The advent of AI and machine learning has revolutionized the way we analyze and interpret data. One such application is the detection of custom objects in video streams. This article explores how to leverage the Bring Your Own Model (BYOM) feature in UiPath AI Center™ to achieve this.
Video streams are rich sources of data. However, extracting meaningful information from them can be challenging. Pre-trained models like ssdmobilenetv1coco20171117 can detect basic objects, but their capabilities are limited to the classes they were trained on. This is where custom object detection comes into play.
Custom object detection is a computer vision task that involves identifying and locating specific objects within an image or video.
The importance of custom object detection spans across various industries, providing valuable insights and real-time responses to events. In retail, for instance, object detection applications can detect people and store items, helping businesses understand shopper behavior and improve operations. It allows retail operators to track product objects out of background images, propose what class an object belongs to, and define the boundaries of the proposed object.
Security and safety is just one of the many areas where object detection plays a significant role. It can be deployed on surveillance systems to constantly monitor for security threats in locations like airports, stadiums, and transit systems. It can identify unauthorized access to businesses and locations like construction sites, preventing theft. Moreover, it can monitor and improve safety in construction and industrial worksites by placing virtual fences around hazardous areas that trigger alerts when people cross certain thresholds.
Let's see how we can combine two state-of-the-art technologies, one in object detection and one in RPA and AI model management.
This leads us to a demo where we are going to showcase this capability with the latest iteration of the most popular object detection algorithm YOLO-V8. The result is an automation use case, enabled with intelligent image and video tracking capability.

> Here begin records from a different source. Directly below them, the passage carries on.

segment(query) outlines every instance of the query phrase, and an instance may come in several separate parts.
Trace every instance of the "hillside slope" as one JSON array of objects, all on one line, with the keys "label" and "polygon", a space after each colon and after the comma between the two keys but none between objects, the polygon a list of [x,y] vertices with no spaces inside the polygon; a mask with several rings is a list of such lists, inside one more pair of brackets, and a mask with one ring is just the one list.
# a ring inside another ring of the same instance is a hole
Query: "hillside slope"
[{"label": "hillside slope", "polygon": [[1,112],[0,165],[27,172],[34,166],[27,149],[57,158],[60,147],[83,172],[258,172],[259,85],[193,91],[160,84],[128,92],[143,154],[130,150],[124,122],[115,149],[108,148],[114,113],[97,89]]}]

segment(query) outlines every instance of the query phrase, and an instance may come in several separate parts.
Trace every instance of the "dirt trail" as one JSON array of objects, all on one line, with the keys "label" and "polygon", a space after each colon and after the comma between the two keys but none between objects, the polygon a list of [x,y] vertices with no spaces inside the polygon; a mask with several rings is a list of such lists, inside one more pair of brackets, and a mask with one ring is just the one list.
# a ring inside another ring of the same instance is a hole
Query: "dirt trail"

This shows the essence of being able to bring your own custom or any open-source models into AI Center™, and helps you quickly operationalize it for your business through the help of RPA.

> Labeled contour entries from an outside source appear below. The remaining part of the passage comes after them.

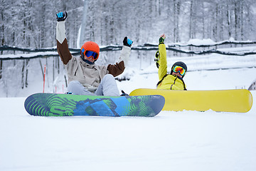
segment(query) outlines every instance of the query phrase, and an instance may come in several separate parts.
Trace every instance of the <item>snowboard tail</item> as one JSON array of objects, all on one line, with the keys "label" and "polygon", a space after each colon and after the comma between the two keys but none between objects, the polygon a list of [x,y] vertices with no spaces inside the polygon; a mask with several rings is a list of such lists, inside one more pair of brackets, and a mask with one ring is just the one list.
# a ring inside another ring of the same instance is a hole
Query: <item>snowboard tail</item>
[{"label": "snowboard tail", "polygon": [[164,105],[161,95],[97,96],[36,93],[25,100],[26,111],[38,116],[154,116]]},{"label": "snowboard tail", "polygon": [[252,105],[252,95],[245,89],[222,90],[169,90],[140,88],[130,95],[161,95],[166,103],[163,110],[246,113]]}]

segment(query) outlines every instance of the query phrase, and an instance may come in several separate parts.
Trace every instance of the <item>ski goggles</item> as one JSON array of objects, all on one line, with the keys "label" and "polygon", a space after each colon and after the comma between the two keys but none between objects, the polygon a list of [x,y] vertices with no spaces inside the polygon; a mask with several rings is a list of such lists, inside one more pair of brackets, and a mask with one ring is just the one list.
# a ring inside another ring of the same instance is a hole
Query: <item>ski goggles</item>
[{"label": "ski goggles", "polygon": [[173,68],[174,73],[180,73],[181,76],[184,76],[186,73],[186,70],[182,66],[176,66]]},{"label": "ski goggles", "polygon": [[92,56],[94,60],[96,60],[99,58],[98,54],[96,52],[91,51],[86,51],[84,48],[82,48],[82,52],[84,55],[89,58],[90,57]]}]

For the uninitiated, YOLO is one of the most popular algorithms in the object detection space. As the name implies, it requires a single propagation in its network to perform both classification and prediction of bounding boxes for a detected object. In simple words, it's super-efficient. It rose to popularity as it boasts considerable accuracy while maintaining a small model size.

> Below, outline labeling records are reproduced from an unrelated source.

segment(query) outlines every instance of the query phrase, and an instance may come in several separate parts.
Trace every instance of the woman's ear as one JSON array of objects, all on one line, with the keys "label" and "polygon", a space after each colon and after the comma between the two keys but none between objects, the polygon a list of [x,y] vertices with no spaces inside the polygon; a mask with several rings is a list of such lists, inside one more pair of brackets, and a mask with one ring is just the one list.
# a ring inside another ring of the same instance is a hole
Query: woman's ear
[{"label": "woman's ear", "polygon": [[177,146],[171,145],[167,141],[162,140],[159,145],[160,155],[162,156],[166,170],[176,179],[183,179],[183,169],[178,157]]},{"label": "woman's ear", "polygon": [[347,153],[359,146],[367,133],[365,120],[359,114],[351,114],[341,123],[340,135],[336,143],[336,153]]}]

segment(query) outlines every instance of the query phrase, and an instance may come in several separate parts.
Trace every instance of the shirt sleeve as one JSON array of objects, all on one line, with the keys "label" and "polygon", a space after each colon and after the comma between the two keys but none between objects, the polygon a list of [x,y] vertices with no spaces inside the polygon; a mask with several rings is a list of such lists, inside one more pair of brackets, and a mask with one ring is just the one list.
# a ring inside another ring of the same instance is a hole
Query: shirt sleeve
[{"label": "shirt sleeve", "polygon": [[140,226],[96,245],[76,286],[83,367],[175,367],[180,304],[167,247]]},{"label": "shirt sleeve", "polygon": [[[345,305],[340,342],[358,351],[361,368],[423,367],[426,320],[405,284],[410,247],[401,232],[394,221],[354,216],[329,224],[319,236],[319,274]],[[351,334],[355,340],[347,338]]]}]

Now, with the release of YOLOv8, it has become much easier to use, making it an excellent choice for a wide range of object detection, image segmentation and image classification tasks.
On top of the architectural and extensibility improvements, it's the first version of YOLO that has become available and distributed as a PIP package! Which you will see once we go into the code.
Now, onto the use case flow, this section will show you how the high-level end-to-end process looks like. We’ll be walking through the intake parameter. How they're being fed into the model for inferencing and finally how it generates the output gallery.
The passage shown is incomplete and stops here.